YALNIZLIK MI PROTEİNDEN ÇIKAR, PROTEİN Mİ YALNIZLIKTAN
Bilim insanları Mendel randomizasyonu denen bir yöntemi kullanarak iki sorunun cevabını da aradı. Bunlardan ilki sosyal izolasyon ya da yalnızlık eğilimi gösteren genetik özelliklere sahip kişilerin protein seviyelerinin daha yüksek olup olmadığıydı.
İkincisiyse protein seviyelerinin yüksek olmasına neden olan genetik varyantlara sahip kişilerin sosyal davranışlarının nasıl etkilendiğiydi.
Bu genetik varyantların yaygın olduğu hesaba katıldığında bu yaklaşımla protein seviyelerinin sosyal izolasyon ya da yalnızlığın nedeni mi yoksa sonucu mu olduğu ortaya çıkabilir.

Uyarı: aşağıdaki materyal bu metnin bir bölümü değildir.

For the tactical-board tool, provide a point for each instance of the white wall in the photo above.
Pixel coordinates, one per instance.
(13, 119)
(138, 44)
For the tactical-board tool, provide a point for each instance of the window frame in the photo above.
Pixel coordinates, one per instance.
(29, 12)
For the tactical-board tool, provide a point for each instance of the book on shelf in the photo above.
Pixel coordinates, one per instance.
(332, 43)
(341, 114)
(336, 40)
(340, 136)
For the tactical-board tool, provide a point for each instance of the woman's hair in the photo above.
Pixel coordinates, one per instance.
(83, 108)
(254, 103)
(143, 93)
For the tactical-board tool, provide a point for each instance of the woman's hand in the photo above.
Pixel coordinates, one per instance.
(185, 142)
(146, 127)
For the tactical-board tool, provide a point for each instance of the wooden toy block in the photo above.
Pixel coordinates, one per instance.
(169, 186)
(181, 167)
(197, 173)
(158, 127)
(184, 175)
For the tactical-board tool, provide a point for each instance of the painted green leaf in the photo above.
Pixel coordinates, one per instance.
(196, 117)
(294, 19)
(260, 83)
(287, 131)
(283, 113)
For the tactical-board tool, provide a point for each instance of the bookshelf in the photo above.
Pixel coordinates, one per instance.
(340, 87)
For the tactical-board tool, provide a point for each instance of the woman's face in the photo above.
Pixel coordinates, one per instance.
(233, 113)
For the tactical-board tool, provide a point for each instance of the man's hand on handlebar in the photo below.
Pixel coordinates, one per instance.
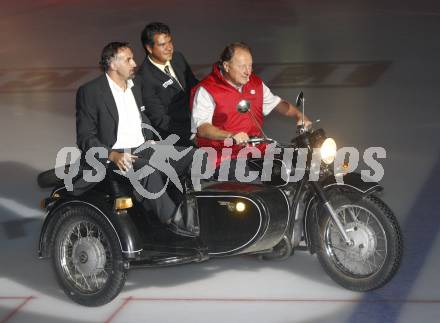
(124, 161)
(307, 123)
(240, 138)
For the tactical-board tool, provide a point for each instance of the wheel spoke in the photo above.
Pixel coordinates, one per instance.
(91, 274)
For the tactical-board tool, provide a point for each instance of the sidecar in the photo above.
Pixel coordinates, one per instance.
(94, 239)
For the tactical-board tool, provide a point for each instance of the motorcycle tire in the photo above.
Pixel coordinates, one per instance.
(87, 256)
(376, 253)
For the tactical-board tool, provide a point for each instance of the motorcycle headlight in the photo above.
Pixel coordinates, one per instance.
(328, 151)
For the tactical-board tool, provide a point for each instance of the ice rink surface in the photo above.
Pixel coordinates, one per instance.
(370, 72)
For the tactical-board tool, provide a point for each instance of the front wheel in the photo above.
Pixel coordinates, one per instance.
(87, 256)
(375, 253)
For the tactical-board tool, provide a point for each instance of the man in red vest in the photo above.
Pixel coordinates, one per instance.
(214, 114)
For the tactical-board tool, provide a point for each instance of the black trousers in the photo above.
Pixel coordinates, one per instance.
(164, 206)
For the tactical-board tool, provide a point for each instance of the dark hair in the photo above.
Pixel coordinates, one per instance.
(229, 51)
(147, 35)
(109, 52)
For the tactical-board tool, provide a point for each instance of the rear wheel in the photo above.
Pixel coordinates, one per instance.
(87, 256)
(375, 253)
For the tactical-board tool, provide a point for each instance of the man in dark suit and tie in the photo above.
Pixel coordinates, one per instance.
(109, 115)
(167, 80)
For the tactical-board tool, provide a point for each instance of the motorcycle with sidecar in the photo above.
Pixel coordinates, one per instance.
(96, 238)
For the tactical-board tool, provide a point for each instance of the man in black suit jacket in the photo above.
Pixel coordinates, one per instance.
(167, 80)
(109, 115)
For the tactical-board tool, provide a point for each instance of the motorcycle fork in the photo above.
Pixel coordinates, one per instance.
(325, 201)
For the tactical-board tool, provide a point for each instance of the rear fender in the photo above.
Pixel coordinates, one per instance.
(122, 224)
(351, 182)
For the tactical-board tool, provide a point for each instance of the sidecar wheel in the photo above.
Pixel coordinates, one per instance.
(375, 255)
(87, 256)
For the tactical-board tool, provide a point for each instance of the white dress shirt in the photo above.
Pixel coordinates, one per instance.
(204, 106)
(162, 68)
(129, 127)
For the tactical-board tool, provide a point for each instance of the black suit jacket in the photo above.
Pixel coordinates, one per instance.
(167, 106)
(97, 122)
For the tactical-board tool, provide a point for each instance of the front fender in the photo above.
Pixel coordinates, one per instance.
(352, 182)
(122, 224)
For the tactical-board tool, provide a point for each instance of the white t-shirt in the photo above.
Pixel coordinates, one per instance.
(129, 127)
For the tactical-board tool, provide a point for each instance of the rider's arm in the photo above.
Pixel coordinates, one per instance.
(207, 130)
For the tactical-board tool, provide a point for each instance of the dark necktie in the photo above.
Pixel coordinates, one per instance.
(168, 72)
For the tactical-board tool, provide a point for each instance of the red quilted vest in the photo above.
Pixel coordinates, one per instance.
(226, 116)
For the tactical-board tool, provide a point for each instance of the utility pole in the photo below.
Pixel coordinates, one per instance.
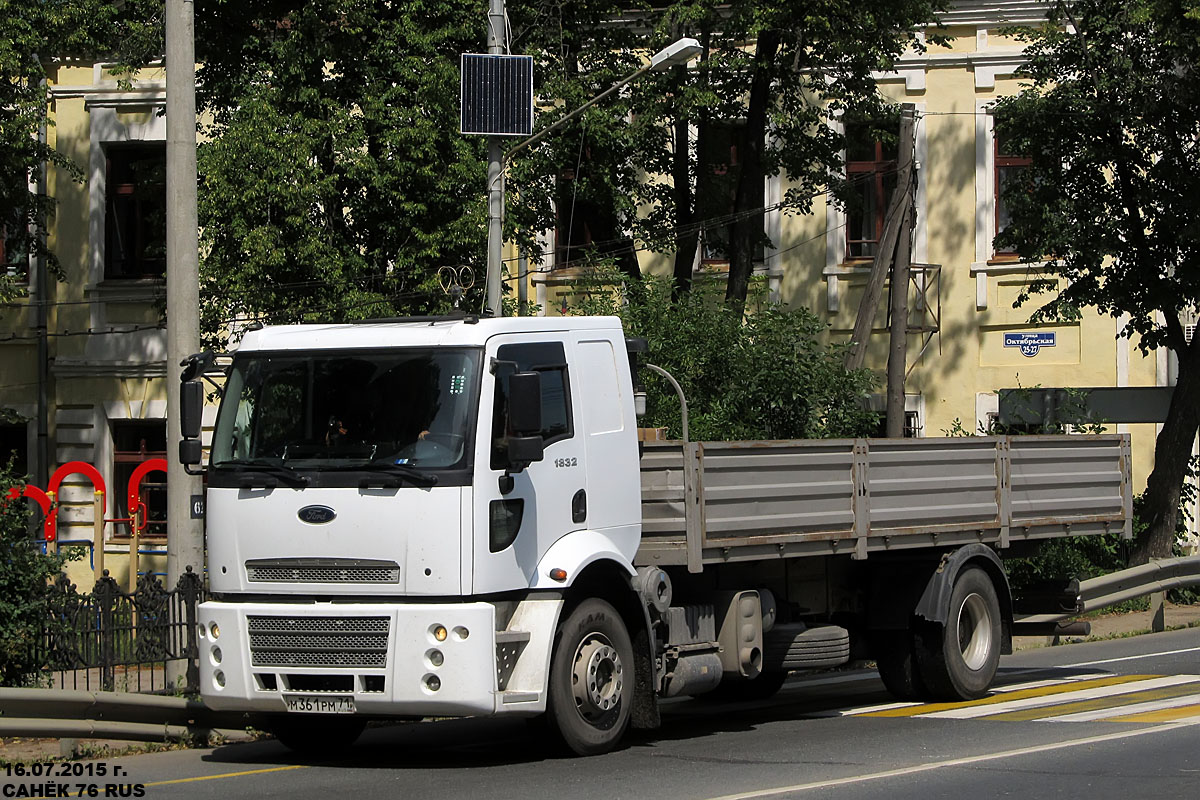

Araştırmacılar bu proteinlerin hiçbirinin sosyal izolasyon ya da yalnızlığa sebep olmadığını buldu. Ancak yalnızlık beş proteinin seviyelerini etkiliyordu. O beş proteinin hepsi de enfeksiyon ve metabolik göstergelerle ilgiliydi.
Bu beş protein yalnızlık ile kalp hastalıkları, felç ile ölüm arasındaki ilişkiyi kısmen açıklıyordu. Ayrıca içlerinden dördü duygusal ve sosyal süreçlerde görevli beyin bölgelerinin hacmi ve beynin vücudun durumunu algılamasıyla ilişkilendiriliyordu.
Shen bunun yarattığı etkinin büyük olmadığını belirtiyor. Ancak ADM olarak bilinen bir protein seviyesinin yalnızlık ve dört hastalık ile ölüm riski arasındaki ilişkinin yaklaşık yüzde 7,5'ini açıklayabildiğini de sözlerine ekliyor.